Impact Art AT 2022 is a creative exchange that utilizes community-driven digital and new media art projects to explore and address the social challenge of bias in artificial intelligence.

Lead Artist

Claudia Larcher headshot

Claudia Larcher

Claudia Larcher was born in Bregenz, Austria. She lives and works in Vienna, Austria. She is a visual artist with a focus in (site specific) video animation, collage, photography and installation. From 2001 to 2008 she studied « Transmedia Art » at the University of Applied Arts in Vienna. Since 2005 she has participated in various group exhibitions and festivals in Austria and abroad and presented her work in solo and group exhibitions: f.e. Tokyo Wonder Site Japan, Slought Foundation Philadelphia, Weimar Art Festival, Centre Pompidou Paris, Museum of Contemporary Art/ Roskilde, steirischer Herbst in Graz, Manifesta 13 and Anthology Film Archives in NYC.

Artist Talk with Patrícia

Impact Art AT launched with a conversation between Patrícia and ZERO1 Executive Director Shamsher Virk at Ars Electronica Festival Online 2021.
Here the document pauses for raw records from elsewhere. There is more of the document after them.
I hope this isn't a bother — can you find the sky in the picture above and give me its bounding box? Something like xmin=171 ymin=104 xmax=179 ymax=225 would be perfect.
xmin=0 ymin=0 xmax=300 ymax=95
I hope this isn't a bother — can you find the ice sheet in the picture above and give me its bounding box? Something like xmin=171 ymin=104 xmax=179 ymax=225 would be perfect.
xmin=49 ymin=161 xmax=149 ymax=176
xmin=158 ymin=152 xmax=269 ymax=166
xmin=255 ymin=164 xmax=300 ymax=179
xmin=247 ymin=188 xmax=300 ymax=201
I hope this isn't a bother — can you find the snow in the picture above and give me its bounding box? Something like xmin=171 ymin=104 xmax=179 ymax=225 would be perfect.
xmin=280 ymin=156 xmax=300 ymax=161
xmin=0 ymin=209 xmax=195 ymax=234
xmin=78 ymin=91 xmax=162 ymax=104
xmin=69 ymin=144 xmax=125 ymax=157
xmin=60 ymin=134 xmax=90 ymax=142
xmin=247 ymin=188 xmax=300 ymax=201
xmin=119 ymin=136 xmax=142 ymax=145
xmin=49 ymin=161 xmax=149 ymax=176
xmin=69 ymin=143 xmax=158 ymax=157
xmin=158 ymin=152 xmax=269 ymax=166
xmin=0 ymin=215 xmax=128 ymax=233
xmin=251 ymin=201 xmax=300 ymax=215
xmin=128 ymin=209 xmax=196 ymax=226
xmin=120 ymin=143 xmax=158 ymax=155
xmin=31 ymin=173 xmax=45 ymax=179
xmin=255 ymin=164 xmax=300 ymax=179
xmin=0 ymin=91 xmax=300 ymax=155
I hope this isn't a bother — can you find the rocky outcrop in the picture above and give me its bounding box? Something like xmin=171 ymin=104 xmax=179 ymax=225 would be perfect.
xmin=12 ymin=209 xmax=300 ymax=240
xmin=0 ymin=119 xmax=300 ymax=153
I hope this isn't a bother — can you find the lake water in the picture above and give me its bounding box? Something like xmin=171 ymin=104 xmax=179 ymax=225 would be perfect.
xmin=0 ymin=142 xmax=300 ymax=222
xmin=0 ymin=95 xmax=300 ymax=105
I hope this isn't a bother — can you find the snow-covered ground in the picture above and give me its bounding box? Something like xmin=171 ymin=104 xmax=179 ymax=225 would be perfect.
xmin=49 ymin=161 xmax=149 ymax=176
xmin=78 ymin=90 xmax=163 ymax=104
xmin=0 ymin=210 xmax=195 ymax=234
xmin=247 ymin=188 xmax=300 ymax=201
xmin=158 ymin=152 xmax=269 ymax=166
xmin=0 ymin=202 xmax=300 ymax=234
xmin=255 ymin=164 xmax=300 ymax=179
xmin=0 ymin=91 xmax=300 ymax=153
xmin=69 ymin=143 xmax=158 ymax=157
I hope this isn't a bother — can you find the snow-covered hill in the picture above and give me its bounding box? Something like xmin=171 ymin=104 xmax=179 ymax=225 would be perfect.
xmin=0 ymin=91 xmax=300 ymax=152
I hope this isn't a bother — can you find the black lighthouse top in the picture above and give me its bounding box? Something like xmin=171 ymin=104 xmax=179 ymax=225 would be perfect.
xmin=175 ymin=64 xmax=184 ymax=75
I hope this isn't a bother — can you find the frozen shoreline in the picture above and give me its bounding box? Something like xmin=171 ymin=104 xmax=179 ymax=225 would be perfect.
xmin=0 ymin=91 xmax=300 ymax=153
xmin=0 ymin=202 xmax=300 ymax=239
The talk introduced the public to Patrícia's creative practice through her works such as BLOW! (2019), Sensorial Screen #2 (2018), and Underneath the Skin Another Skin (2015) which explores audience participation using intimate, haptic approaches and how deconstruction and transfeminist hacking are critical to her process.

Culminating Exhibition

Screenshot of the In Search of Truth virtual exhibition homepage.

 

“In Search of Truth” expresses a collective concern towards an excessive trust, dependency, and reliance on new technologies in the digital age, by tackling some of its troubles — such as the digital self, artificial intelligence, and mobile tracking — or by speculating on “true” presents and futures. The diverse works in this exhibition are works-in-progress, statements, and essays on how truth is perceived differently within distinct contexts and points of view. A common theme that arises is the wish to unravel the truth in solidarity and by enveloping otherness — whether that is through the self-other or collective-other. The new media forms embedded in the diverse artistic projects were selected intentionally by the artists, with deep community-driven awareness, recognizing the impact of the proliferation of technology on human and non-human lives and bodies.

Participating Artists

Headshot of Stephanie Andrews
Stephanie Andrews
Headshot of Jenny E. Balisle
Jenny E. Balisle
Headshot of Sharmi Basu
Sharmi Basu
Headshot of Erik Contreras
Erik Contreras
Headshot of Marlys Mandaville
Marlys Mandaville
Headshot of Avital Meshi
Avital Meshi
Black and white stylized headshot of Parul Wadhwa
Parul Wadhwa

Stephanie Andrews

Stephanie Andrews is an experience designer and creative technologist interested in exploring economies of collectivity, care, and communication.  Her work seeks to respond to emergent issues with levity and sentimentality, primarily taking the form of flux kits, software tools, art games, tactile spaces, and participatory installations.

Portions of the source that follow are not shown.